ゆとり社長を教育せよ。
「そうだったんですか……」
確かに、高柳遠矢さんという俳優の人気は、飛ぶ鳥を落とす勢い。
男性タレントとしては今一番テレビに露出しているんじゃないかってくらい、彼を画面で見ない日はない。
その彼の体調に、宣伝してもらう側のこちらが合わせるのはある意味仕方がないのかも……

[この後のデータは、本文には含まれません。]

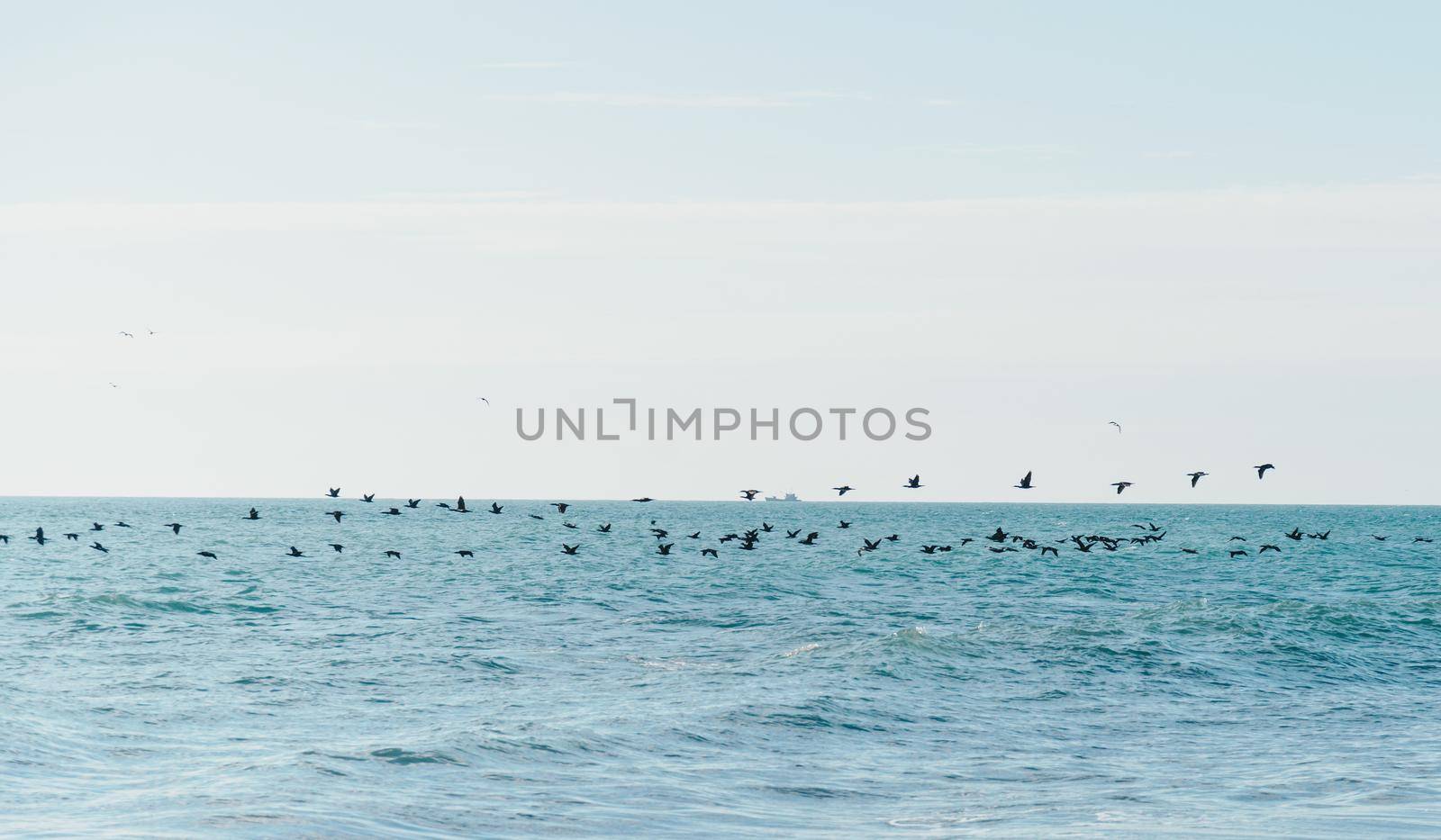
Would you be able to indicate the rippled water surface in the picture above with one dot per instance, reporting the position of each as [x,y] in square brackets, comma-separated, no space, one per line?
[782,691]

急な予定変更を頭の中でそう処理し終わると、私は再び社長に強気な視線を送る。
――だからって、勤務時間中に居眠りしていい理由にはならないもの。
「……社長の判が必要な書類がいくつもあります。せっかく時間が空いたのですから、そういう雑務を今のうちに済ませてしまいましょう」
私は事務的な口調で言って、持っていたパンダを社長の手に返す。
すると机の引出しから社長用の大きな判子を取り出した彼が、パンダを抱き締めながらへらっと笑って言う。

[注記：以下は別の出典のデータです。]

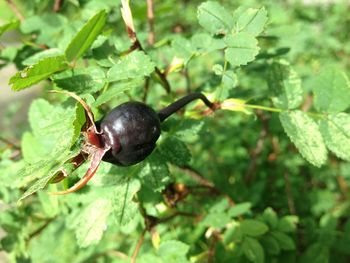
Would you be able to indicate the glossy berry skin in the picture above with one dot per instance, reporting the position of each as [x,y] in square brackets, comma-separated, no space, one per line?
[131,130]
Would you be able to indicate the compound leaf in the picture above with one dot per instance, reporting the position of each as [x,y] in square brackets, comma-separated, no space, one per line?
[336,133]
[306,136]
[37,72]
[86,36]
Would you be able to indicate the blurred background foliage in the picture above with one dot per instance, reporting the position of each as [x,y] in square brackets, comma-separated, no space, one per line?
[248,195]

「ハンコならここにあるから、高梨さんが代わりに押してくれたり――」
「そんなことが許されるわけありません! あなたが! ご自分で最終判断をして! 責任を持って押印してください!」
ああもう、本当はこんな風にガミガミ言いたくないのに、あまりにふざけたことを言うからついつい頭に血が上ってしまう……

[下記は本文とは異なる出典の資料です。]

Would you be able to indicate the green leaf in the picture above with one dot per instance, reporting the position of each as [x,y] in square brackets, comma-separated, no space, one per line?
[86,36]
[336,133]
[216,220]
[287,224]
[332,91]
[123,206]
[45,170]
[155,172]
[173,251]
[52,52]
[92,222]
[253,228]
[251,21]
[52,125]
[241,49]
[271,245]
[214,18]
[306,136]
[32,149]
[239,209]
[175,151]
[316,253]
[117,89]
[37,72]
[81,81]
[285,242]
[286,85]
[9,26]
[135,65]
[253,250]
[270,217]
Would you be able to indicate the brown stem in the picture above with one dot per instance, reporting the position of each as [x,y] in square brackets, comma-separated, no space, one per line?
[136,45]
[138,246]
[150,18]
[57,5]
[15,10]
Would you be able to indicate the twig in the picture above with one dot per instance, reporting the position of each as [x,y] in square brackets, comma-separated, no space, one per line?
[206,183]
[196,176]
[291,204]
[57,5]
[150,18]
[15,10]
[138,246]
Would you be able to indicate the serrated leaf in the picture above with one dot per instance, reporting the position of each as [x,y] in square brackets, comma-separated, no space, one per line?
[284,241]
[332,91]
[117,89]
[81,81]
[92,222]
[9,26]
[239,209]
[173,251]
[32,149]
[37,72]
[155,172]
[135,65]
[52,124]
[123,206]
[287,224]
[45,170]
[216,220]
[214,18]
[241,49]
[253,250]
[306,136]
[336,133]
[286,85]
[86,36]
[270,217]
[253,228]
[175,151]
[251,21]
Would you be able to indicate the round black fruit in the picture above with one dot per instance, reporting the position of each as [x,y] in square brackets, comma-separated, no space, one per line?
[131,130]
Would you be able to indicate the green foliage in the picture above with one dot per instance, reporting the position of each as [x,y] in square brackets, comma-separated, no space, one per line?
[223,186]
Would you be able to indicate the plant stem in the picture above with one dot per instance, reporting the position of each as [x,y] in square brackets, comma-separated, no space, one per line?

怒りのボルテージをなんとかなだめようと目を閉じると、前方からため息が聞こえてきた。
ちょっと! ため息つきたいのはこっちよ!
我慢できずにキッと睨みつけた社長の顔は、拗ねた子供みたいだった。
「……高梨さんてさ」
「なんですか」
「俺の秘書だよね」
「当然です」
今さら何を言ってるのかしら。だからこんな必死にあなたの曲がった根性を矯正しようとしてるんじゃない。